AWS really wants you to try Amazon Quick, eyes enterprise adoption
Amazon Web Services added new tools to Amazon Quick and launched a mobile app at AWS Summit. The bet: If you try Quick you’ll find it useful.
To say AWS management is bullish about Amazon Quick would be a huge understatement. AWS is convinced that Amazon Quick will reinvent how it works as well as its customers. One executive described Quick as his soul mate. He may have been joking, but probably not.
Amazon Quick received a lot of play at AWS Summit and the goal for AWS is to remove what the company calls "the work bottleneck" and the time lost wading through files, folders and apps to get things done.
The company sees Amazon Quick as its unified, context-aware productivity tool that can navigate structured and unstructured data.
Swami Sivasubramanian, VP of AWS Agentic AI, said during is AWS Summit keynote the interactions are driving context and becoming an asset. "More interactions mean more context, and more context means better outcomes, and better outcome means you build more trust, and when you trust it more, you end up handing them more things. This is a virtuous cycle, and that is compounding momentum. Once you have it, the gap between you and everyone grows every single day. This compounding momentum is now one of your most valuable assets," said Sivasubramanian.
Amazon Quick is set up to collect those interactions in a knowledge graph to connect systems. AWS is pushing Amazon Quick as a productivity tool and an abstraction layer for siloed enterprise applications.
Sivasubramanian said:
"For many of us the way we work simply is not working. Most of us don't care about the tools as much as the outcomes we see. You just want to close the deal or finish that report or respond to a person from a customer quickly and accurately. The question is what's connecting between you and the outcome that needs to happen in minutes instead of this. The problem is not any single tool per se, it is the space between them. The fragments you need to get to an outcome are usually spread between Slack and email, and in a dashboard that you have not opened in many days, and in a doc someone shared with you last week that you never found."
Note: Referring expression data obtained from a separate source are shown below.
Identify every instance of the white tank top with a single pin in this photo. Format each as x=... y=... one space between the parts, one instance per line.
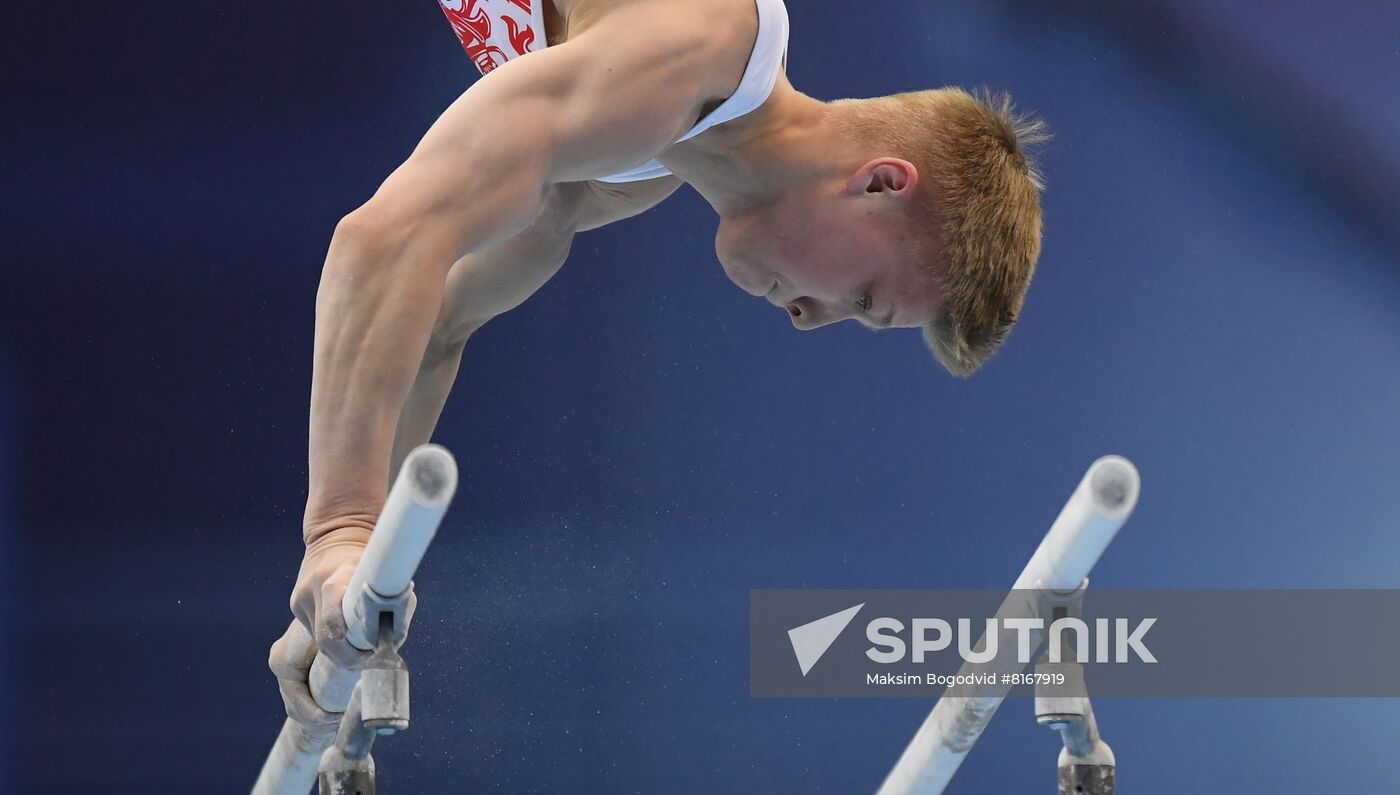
x=497 y=31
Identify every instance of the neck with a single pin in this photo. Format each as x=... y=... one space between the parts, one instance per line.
x=791 y=140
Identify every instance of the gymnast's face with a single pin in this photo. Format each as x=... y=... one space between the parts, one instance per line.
x=836 y=252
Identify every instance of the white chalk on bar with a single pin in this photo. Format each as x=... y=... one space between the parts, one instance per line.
x=408 y=522
x=1075 y=542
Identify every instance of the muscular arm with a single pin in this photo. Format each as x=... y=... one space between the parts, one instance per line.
x=598 y=104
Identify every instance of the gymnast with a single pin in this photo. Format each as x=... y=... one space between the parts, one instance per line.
x=916 y=210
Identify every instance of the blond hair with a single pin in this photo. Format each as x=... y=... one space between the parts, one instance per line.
x=982 y=205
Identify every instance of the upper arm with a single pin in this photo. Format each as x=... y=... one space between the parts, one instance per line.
x=594 y=105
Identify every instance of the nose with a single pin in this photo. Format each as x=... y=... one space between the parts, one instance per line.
x=807 y=314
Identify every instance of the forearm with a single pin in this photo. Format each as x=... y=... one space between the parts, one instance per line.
x=374 y=315
x=424 y=403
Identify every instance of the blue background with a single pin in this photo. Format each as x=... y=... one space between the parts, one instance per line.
x=641 y=442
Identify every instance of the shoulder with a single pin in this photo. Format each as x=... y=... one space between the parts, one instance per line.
x=709 y=38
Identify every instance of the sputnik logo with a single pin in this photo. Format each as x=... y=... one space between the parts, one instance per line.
x=811 y=640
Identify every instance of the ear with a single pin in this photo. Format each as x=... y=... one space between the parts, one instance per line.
x=889 y=175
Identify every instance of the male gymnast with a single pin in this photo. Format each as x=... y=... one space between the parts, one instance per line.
x=914 y=210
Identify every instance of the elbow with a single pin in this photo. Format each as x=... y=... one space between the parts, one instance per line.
x=361 y=237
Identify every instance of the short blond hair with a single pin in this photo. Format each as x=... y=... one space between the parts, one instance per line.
x=982 y=205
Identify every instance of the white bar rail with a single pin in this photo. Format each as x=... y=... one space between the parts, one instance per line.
x=1068 y=552
x=408 y=522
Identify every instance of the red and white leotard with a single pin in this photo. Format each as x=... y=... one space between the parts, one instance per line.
x=499 y=31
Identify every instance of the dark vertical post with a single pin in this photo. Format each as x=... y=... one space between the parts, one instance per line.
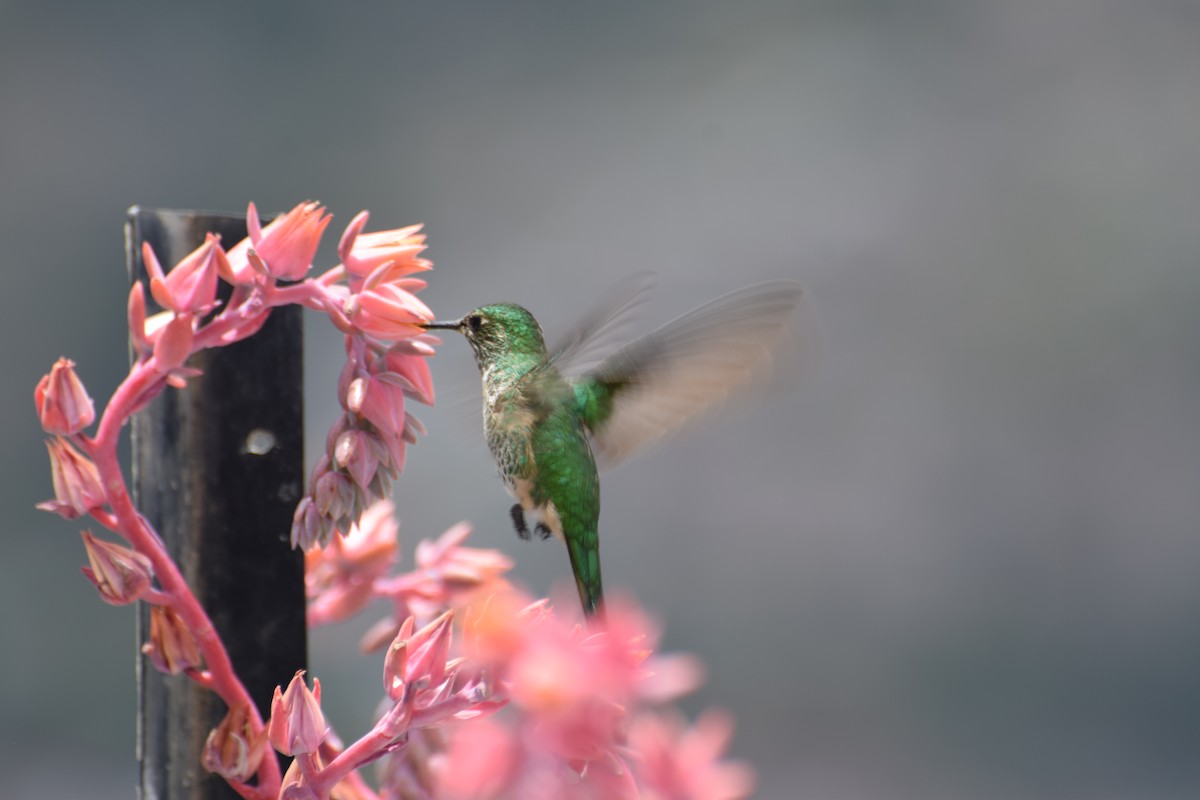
x=217 y=470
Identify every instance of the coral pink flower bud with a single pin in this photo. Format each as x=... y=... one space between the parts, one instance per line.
x=137 y=318
x=63 y=403
x=172 y=647
x=413 y=372
x=77 y=486
x=288 y=244
x=399 y=250
x=388 y=312
x=234 y=749
x=120 y=573
x=297 y=725
x=191 y=286
x=419 y=656
x=382 y=404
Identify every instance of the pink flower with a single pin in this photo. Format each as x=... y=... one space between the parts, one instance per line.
x=340 y=577
x=481 y=762
x=297 y=725
x=287 y=245
x=417 y=659
x=118 y=572
x=354 y=452
x=234 y=747
x=395 y=250
x=172 y=648
x=677 y=763
x=460 y=569
x=191 y=288
x=77 y=487
x=381 y=402
x=63 y=403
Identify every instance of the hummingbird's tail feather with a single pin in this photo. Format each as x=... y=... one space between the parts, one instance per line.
x=585 y=552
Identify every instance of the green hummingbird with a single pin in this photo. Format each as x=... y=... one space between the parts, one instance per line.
x=549 y=414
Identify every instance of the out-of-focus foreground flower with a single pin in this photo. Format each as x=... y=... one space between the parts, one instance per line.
x=586 y=709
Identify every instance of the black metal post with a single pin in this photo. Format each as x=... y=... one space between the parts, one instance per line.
x=217 y=470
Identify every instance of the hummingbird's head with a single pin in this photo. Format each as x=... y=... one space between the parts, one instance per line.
x=498 y=331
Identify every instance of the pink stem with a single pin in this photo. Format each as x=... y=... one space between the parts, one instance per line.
x=221 y=677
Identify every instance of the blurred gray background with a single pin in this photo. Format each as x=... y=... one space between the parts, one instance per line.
x=960 y=563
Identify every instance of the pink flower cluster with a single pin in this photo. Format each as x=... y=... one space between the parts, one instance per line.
x=370 y=298
x=585 y=707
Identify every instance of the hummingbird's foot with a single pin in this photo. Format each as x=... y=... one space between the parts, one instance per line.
x=519 y=522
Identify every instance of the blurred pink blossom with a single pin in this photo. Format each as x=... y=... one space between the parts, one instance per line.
x=675 y=762
x=172 y=647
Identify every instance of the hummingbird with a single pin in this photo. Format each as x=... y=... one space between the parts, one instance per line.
x=549 y=414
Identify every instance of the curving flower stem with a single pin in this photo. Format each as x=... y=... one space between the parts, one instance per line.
x=144 y=378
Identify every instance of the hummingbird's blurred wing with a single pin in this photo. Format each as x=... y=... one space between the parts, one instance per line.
x=689 y=366
x=603 y=330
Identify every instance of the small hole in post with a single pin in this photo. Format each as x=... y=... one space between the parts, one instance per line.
x=258 y=443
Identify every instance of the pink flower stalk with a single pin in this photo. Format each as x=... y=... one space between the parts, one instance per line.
x=77 y=486
x=676 y=762
x=298 y=725
x=119 y=573
x=63 y=403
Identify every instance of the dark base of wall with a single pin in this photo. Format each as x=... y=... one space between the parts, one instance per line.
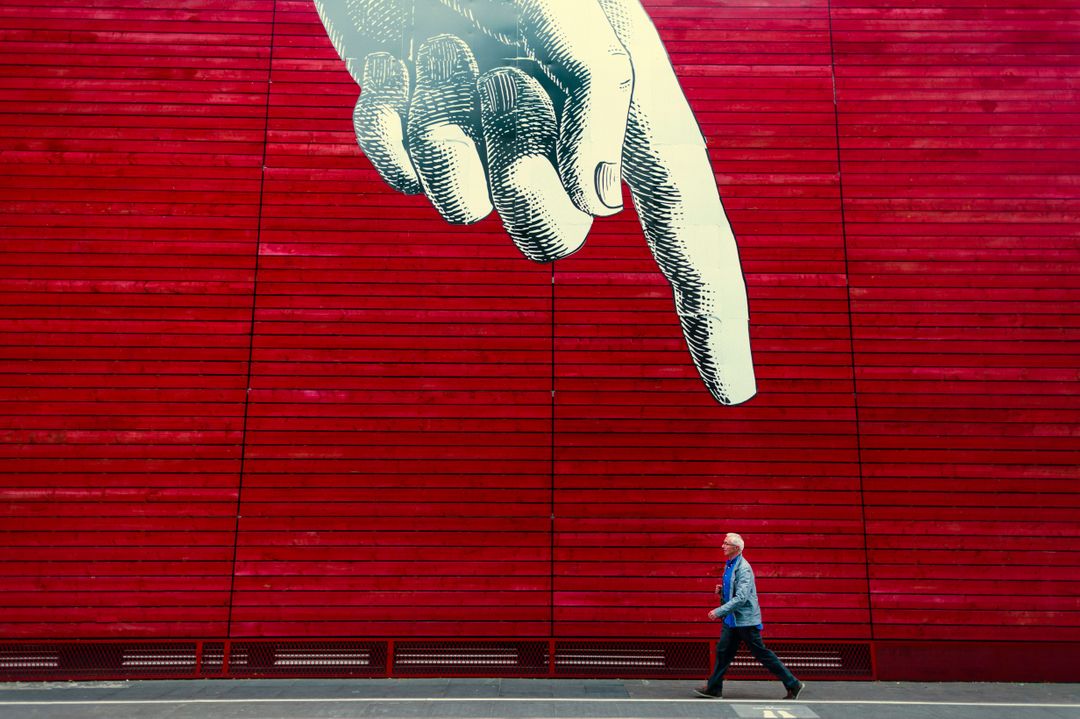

Amazon’s Quick Knowledge Graph complements a bevy of application connectors and model context protocol connections.
I've been using Amazon Quick since it launched and find it useful to run workflows daily and weekly. It recognizes patterns, remembers sessions, and the application is handy. The jury is still out on whether I'd pay for Amazon Quick in addition to Google, OpenAI and Anthropic services or whether it'll replace one of them. If my company gave me Amazon Quick I'd use it.
AWS noted customers using Amazon Quick include GoDaddy, the NFL, the NBA and others. Amazon Quick is generally available now, and rest assured AWS will have a steady drumbeat of features leading into AWS re:Invent 2026.
The company is getting autonomous agents added to Quick. Quick Autonomous Agents can do the following:
- Run continuously on long-running projects.
- Trigger or schedule desktop events.
- Integrate tools and skills.
- Complete goal-based outcomes autonomously.
AWS execs are using Quick internally for the following:
- Their own daily driver, context‑aware agent for work.
- A cross‑system orchestrator that consolidates tasks and even builds apps from chat.
- A mass‑adoption AI entry point (tens of thousands of users) for both technical and non‑technical workers.
- A strategic lever for using a company’s unique data and context to transform how the business operates.